I tried using stepped attenuators similar to the Sweet Whisper's that Bottlehead sells. Mouser Electronics has the same switches at a very reasonable price. Sheldon Stoke's has a nice Javascript to calculate the resistor values. There were two downsides to this - first these switches don't have a detent, and you can turn the switch past zero and get blasted. Secondly, they don't stand up well to heavy use and quickly get noisy. I eventually replaced it with the 100K alps stereo potentiometer (part # 271-1732) that Radio Shack sells for around $2. They are quiet, track well and sound fine.

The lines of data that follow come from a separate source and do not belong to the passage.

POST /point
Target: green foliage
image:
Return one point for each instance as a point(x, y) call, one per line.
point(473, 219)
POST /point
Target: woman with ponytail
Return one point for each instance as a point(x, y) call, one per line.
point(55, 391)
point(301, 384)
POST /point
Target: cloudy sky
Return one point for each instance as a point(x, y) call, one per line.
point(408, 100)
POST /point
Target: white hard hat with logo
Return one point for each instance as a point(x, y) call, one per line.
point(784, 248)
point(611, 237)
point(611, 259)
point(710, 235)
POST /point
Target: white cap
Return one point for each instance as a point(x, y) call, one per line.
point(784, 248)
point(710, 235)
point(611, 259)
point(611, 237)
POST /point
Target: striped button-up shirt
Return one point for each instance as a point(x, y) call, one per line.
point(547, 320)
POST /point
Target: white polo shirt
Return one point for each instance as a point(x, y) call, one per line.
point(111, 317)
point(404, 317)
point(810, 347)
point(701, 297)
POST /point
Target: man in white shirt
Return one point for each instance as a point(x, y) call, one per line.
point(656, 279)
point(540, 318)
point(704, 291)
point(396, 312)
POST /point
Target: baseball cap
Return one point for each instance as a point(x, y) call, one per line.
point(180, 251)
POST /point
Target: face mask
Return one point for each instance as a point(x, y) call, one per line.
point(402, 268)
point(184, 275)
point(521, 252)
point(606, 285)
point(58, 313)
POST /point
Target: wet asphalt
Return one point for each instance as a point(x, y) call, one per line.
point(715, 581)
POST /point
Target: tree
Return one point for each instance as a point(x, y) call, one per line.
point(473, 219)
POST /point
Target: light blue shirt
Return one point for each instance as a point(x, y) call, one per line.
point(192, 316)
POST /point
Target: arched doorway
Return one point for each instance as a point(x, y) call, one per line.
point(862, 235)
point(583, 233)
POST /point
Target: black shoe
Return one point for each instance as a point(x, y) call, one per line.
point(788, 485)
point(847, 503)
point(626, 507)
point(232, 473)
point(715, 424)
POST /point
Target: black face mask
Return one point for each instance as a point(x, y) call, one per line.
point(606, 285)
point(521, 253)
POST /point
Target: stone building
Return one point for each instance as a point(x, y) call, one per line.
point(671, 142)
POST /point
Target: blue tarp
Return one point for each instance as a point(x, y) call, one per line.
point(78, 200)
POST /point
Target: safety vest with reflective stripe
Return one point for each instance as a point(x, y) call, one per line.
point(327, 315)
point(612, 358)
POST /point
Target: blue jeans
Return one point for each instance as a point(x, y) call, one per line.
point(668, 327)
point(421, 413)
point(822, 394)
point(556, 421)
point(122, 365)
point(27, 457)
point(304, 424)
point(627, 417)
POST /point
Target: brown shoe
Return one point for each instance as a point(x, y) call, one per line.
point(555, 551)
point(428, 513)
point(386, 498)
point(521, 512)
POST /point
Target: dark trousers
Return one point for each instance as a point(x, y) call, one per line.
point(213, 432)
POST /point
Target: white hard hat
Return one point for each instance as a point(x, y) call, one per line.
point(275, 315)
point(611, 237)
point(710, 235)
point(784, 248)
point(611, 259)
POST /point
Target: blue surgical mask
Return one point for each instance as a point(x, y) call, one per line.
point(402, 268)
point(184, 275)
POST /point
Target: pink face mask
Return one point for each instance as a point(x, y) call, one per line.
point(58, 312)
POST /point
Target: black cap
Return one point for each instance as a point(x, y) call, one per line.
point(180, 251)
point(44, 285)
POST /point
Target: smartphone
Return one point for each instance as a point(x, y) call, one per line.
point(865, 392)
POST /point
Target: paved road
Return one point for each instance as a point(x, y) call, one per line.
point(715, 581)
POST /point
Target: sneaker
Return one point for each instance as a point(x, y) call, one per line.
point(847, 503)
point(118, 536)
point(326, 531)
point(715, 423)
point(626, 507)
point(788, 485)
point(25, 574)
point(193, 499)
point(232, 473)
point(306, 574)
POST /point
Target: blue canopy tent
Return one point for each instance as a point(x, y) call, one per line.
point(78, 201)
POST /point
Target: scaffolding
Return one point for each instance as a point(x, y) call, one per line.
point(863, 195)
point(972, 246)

Radio Shack has a winner here for a great price.

My second attempt made use of a simple design based on the 5687 that I found thru the Joelist. I don't know the original designer but would love to give appropriate credit if anyone does! I used a 6X5 rectifier along with a regulated B+ similar to the above design. It is a very nice sounding linestage for such a simple design. It's currently living across town with James Melhuish - take a peek at his full range speaker page when you get a second!

Attempt #3 was based on the same design, but I abandoned the regulation. I like the unregulated version better sonically as well as aesthetically.

My latest linestage started out as Jack Elliano's Ultrapath design. Unfortunately I underestimated the distance needed between the power transformer and the output transformers. The hum was quite excessive. I'll rebuild it later using a separate chassis for the power transformer.

I changed the circuit to a simple voltage gain stage. The schematics are here for the linestage and power supply. Two more views are here and here. A few words about the power supply. I made use of a interesting part by Keystone Thermometrics - the CL110 inrush current limiter. This gives a nice slow start. The filter cap on the filament is clearly excessive, but I had it lying around.

Ok, there's a reward for reading this far down the page - I'll let you in on a tip about one of my favorite tubes! Did you notice the 2C22 (or 7193) tubes? These unusual tubes are unique in that they have both a grid and plate cap in a GT style bottle. Take a look at the spec's here. They are surprisingly similar to a 6J5 or 1/2 of a 6SN7. These blow away any 6J5 or 6SN7 I've yet tried and are inexpensive. Just watch the plate caps around your kids.

Baby Blue - A Western Electric Based Linestage!

My latest linestage was prompted by a hamfest purchase of a moderate quantity of Western Electric 407A tubes. Specs for the 407A are available on my Data page The 407A is essentially a 20/40 volt version of the WE 396A / 2C51 twin triode. Don't be turned off by the odd filament voltage - it is easily provided by a 25vac transformer and a LM7820 voltage regulator. Each tube draws 100ma @ 20v and the regulator barely gets warm powering both tubes.

While Western Electric 396A's or 2C51's have become very pricey, the Western Electric 407A is still an orphan and quite inexpensive. I've seen them for < $10 on various websites. Even less expensive, Ned Carlson at Triode Electronics had some very nice looking Sylvania Gold Brand 407a's on special for $2.95

A very inexpensive PCB and bare kit for 78xx based voltage regulator is the kit #60 by KitsRus and distributed in the USA by Amazon Electronics.

Other versions of this tube include the 5670 - a rather complete datasheet for the 5670 is on Pete Millett's site.

The schematic is based on a design I downloaded from a site in Taiwan. I couldn't read a single thing on the site, but thankfully electronics are universal. I made up a small PCB using ExpressPCB's rapid service. They provide a simple PCB layout program free, and are set up to provide small batches of PC boards to the hobbiest at attractive prices.

The output caps are a pair of 5uf motor run caps that have a wonderful tone. The case is tightly packed as you can see here. Power supply uses a surplus transformer from a vtvm that was beyond repair and supplies 25vac to the filament regulator and 185vac for B+. The high voltage supply uses a bridge rectifier and CLCLC filtering to provide 215vdc. The linestage is dead quiet, and even drives some of my more difficult amplifiers with ease.